The researcher compares two types of pirated books found in Daryaganj Sunday Book Market in Delhi — a low-price self-help manual in Hindi and a ‘D’ copy of an English novel by popular Indian author Chetan Bhagat.
Author
Kanupriya Dhingra, Assistant Professor, Jindal School of Languages and Literature, O.P. Jindal Global University, Sonipat, Haryana, India.
Summary
Daryaganj Sunday Book Market, popularly known as Daryaganj Sunday Patri Kitab Bazaar, is a weekly informal market for used, rare, and pirated books that has been operating on the streets of Old Delhi for the past fifty years.

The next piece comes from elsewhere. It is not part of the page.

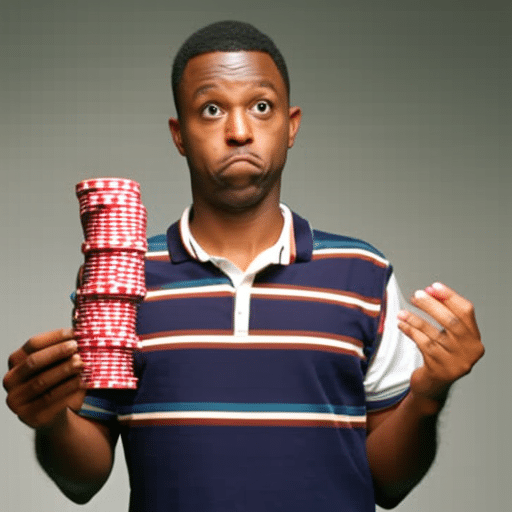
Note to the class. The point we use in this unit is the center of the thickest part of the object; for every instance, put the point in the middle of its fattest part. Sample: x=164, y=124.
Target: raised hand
x=450, y=352
x=44, y=378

In this essay, I focus on one of the circuits that has been flourishing in this market, that of pirated or ‘duplicate’ or D-books. In order to examine the forms in which piracy thrives in the present-day Patri Kitab Bazaar, and the reasons behind it, I compare two types of pirated books found here: a low-price self-help manual in Hindi and a ‘D’ copy of an English novel by popular Indian author Chetan Bhagat.
As I examine the essential role that ‘randomness’ plays in the constitution of pirated texts, I suggest that there is organization to this apparent lack of pattern or unpredictability. Such permutation of order and chaos resonates with the location of the bazaar – a site that thrives on the serendipity of the streets.